From the 12th I veer into the 3rd and end up at Place des Vosges, where Victor Hugo lived, and where de la Rochefoucauld wrote his maxims at the Marquise de Souvré’s salon. Right there, somewhere. It’s all just there. It’s all everywhere. I think this is why it’s better to just wander about and happen upon these places, or discover after the fact that something or someone significant’s attached to its past; this way your walks are punctuated by surprise instead of being goal driven. The best walks have no checklist, they’re dictated by chance and compulsion.
This part of Paris is properly old, pre-Haussmann, with winding streets and some of the last vestiges of the medieval city. Go one way and you’re in the ancient Jewish quarter, another and you’re back to Bastille, another leads to Île Saint-Louis, etc. I followed each exit from the square and looped back around, through cobbled streets and under archways built only with horse and carriage in mind. Passing under one, at the eastern exit, I walked past a drain and the stench of shit filled the air, perhaps how this street smelt a few hundred years ago. Smell, I think, is the hardest sense to align with history, despite its attachment to our own histories; how one waft of something seemingly insignificant can send you back through your own life. But history has no sense memory. So it’s in moments like this when imagining somewhere hundreds of years ago is made a little easier, even if it is completely wrong.

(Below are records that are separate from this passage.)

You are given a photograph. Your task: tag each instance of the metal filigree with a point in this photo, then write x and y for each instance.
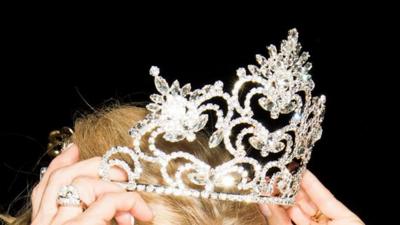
(281, 85)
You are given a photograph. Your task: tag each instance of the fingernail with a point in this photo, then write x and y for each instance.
(69, 146)
(132, 220)
(266, 210)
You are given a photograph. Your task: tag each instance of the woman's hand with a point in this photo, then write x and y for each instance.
(104, 200)
(314, 205)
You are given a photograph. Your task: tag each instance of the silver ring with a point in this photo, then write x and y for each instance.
(42, 172)
(68, 195)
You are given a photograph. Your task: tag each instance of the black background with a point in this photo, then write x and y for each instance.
(56, 67)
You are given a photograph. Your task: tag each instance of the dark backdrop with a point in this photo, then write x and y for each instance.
(56, 69)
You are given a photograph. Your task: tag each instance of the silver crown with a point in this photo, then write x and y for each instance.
(280, 84)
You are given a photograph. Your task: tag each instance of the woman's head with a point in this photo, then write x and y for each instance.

Back in the square, through the gardens and out again, I stop daydreaming and the balance is restored: I’ve ended up in front of one of the countless art galleries selling some of the most hideous art known to man. Nowhere is safe from bad taste and Paris has it by the boatload. For every old master there’s ten ‘fine art’ galleries hawking crap that makes Jeff Koons look transcendent, or at the very least capable of expressing a semblance of emotional depth.
I like this about Paris. There’s always something to bring you back down to earth. It would be so easy to get ahead of yourself, surrounded by some of the most beautiful buildings in the world, thinking about whose walked the same street you’re currently on, but then you turn a corner and see a Brewdog.
It’s starting to get colder, the air fresh; I’m worried I’m getting sick. On my way home I stop in front of a camera shop, standing before the window and looking at things I’ll never buy. Since I’ve moved here I’ve found myself doing this quite a lot. I’ve never really taken much interest in photography before, and I have no plans to get into it here (plus, I hate carrying things about with me, and cameras are especially cumbersome, nor do I ever feel much compulsion to take photos) but every time I pass a camera shop now I stop and look in the window. I think I just like how busy they are, the mix of old and new technology shoved in together. In this one, all the prices are listed on folded receipts attached to the top of everything, so all the black gear looks like they’re wearing little white hats.
The next morning I’m on a train to the airport, back to Glasgow for a week. As I sit there, reading, the smell of the man beside me’s aftershave overwhelming, an old man with a violin enters the carriage. Quietly he starts to play, the instrument creaking out its soft wails, a quiet dirge, building slowly into a bouncing klezmer as he taps his foot. Usually I hate buskers, and I’m returning to a city that I maintain has the worst I’ve ever encountered, but this was nice. When he finished and walked up the carriage with his cup extended I had no coins to give. Then the pre-recorded voice announced our arrival at Charles de Gaulle, where apparently it’s already Christmas. The balance, once more, is restored. On the plane back I looked at all the photos on my phone.